How Reddit Took Over Wall Street

Can’t Stop Won’t Stop GameStop 🚀🚀🚀

Nadim Kawwa
DataDrivenInvestor

--

Photo by John Baker on Unsplash

On January 28th 2021, the price of GameStop Corp. ($GME) shares shot up to an all time high of $483, an approximate 100 fold increase compared to its listing price a year ago. As news outlets scrambled to obtain an explanation, a subreddit called r/WallStreetBets (WSB) was singled out as the driving force behind the surge.

If you go on WSB, you will mostly see a whole lot of rocket emojis (🚀🚀 🚀 🚀 🚀), diamond hands(💠 🙌), paper hands (🧻 🙌), “Apes together strong 🦍” , talk of “tendies” 🐔, and “Still holding” with screenshots of portfolios deep in the red. If the slang on WSB seems confusing, Reuters has got you covered. To understand how Reddit itself works, refer to CNBC’s explanation.

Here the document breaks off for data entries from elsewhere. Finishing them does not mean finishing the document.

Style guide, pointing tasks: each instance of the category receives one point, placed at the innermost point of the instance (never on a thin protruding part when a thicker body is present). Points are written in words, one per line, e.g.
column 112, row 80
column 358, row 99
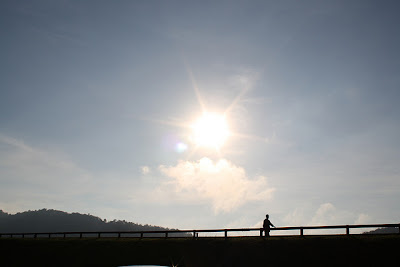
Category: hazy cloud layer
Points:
column 223, row 183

In this article, my objective is to dissect WSB using data science. Particularly, I aim to show the trends among the swarm of loosely-coordinated, individual retail investors who short squeezed GME. I will do this by first, demonstrating how to collect the data. Next, I will present plots that offer snapshots into WSB. Finally, I will use NLP to measure emotional engagement on the subreddit.

Setting up Parameters

On July 27th 2020, youtuber Roaring Kitty (AKA u/DeepFuckingValue) posted his thesis on why he’s bullish on GME. This is a good starting point to begin collecting data from WSB as this is when the community probably became first aware of GME.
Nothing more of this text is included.